On 20.4.2012, at 17.27, Tim Ruehsen wrote:
> I just took a look into the dovecot 2.1 sources and just saw a possible
issue
> in array.h.
>
> This code snippet as an example:
> #static inline void *
> #array_get_modifiable_i(struct array *array, unsigned int *count_r)
> #{
> # *count_r = array->buffer->used / array->element_size;
> # return buffer_get_modifiable_data(array->buffer, NULL);
> #}
>
> array->buffer->used and array->element_size are of type
'size_t' which is
> 64bit on amd64 and others while 'count_r' is a 32bit value. At
least, I see
> ugly warnings with -Wconversion (which I personally like to use).
I've been planning on trying out some of clang's warning flags. Last
time I used -Wconversion with gcc it was giving way too many warnings to be
usable, but clang's -Wconversion looked better when I quickly looked at it.
> I know, it is unlikely that 'array->buffer->used /
array->element_size'
> exceeds 32bit range. But then, dovecot's source is so well written,
that the
> above code seems to disturb dovecot's code aesthetics.
:) Yeah, I intentionally decided to use unsigned int here. It's a bit of
wasteful and ugly to use size_t everywhere.. I guess the code could be made
something like:
size_t count = array->buffer->used / array->element_size;
I_assert(count < UINT_MAX);
*count_r = (unsigned int)count;
Or something like that. Although these array functions are sometimes in
performance critical paths, so adding extra code isn't very good either.

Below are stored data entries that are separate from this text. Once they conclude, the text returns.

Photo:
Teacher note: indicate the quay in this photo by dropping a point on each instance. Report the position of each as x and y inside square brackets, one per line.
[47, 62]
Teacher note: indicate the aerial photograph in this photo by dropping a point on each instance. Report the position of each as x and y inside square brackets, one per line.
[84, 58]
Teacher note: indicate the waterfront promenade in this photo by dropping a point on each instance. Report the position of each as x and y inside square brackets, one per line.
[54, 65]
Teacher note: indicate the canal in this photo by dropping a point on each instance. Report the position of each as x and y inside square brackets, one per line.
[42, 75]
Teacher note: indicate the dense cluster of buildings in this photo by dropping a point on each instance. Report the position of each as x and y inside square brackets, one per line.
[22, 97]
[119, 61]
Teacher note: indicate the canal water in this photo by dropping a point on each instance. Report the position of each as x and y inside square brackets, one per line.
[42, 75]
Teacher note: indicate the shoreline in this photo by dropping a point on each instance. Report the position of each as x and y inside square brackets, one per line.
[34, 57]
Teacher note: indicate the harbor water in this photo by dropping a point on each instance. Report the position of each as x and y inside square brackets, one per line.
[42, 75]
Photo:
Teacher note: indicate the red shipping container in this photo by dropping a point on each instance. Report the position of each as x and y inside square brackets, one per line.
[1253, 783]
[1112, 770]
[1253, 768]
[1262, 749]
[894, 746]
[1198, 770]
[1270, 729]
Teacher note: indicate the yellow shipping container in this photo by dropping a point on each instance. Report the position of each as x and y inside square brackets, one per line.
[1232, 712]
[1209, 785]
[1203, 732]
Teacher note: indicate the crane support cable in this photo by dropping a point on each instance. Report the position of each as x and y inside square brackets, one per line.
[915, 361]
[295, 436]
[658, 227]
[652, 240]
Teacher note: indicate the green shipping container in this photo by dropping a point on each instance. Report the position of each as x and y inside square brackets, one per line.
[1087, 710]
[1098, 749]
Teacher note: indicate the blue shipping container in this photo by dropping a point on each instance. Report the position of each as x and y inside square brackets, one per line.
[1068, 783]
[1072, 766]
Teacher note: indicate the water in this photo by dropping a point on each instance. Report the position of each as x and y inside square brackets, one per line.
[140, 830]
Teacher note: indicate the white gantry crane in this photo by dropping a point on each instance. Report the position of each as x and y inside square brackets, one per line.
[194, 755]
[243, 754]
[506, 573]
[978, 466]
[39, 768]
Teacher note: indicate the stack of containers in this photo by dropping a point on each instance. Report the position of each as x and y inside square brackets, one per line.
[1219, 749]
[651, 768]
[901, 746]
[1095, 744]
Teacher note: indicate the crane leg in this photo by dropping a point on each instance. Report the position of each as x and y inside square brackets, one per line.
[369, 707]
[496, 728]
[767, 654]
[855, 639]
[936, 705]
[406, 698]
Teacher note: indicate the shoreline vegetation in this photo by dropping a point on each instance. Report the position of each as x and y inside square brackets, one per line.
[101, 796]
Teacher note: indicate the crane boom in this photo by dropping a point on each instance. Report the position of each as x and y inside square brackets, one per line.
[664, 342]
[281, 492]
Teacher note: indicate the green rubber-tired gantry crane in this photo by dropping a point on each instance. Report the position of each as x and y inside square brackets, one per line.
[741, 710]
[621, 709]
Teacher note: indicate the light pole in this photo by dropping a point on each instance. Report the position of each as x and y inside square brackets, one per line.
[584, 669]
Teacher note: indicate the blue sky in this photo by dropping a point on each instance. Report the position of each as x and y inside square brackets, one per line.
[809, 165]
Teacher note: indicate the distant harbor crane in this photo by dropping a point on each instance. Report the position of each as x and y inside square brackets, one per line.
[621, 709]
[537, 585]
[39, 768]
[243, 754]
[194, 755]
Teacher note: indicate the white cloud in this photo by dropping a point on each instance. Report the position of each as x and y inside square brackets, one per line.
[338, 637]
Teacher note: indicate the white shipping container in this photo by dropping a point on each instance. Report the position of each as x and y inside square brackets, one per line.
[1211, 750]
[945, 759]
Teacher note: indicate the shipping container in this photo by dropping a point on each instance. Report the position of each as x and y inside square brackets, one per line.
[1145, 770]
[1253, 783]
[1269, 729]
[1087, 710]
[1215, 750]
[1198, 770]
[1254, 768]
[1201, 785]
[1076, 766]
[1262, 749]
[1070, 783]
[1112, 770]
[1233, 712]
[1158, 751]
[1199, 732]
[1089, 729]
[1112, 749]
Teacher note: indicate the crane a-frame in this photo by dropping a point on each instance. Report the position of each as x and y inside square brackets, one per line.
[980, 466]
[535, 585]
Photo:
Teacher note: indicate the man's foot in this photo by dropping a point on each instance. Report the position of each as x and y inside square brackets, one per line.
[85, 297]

Perhaps a simple cast to make the warning go away.. Probably the element_size
could also be changed to be unsigned int.
> And who knows... in a few years (when we have THz and TBytes on our
desktops)
> emails (and array sizes) might exceed everything that we think of today.
The email sizes yes, but probably not the number of emails in a mailbox.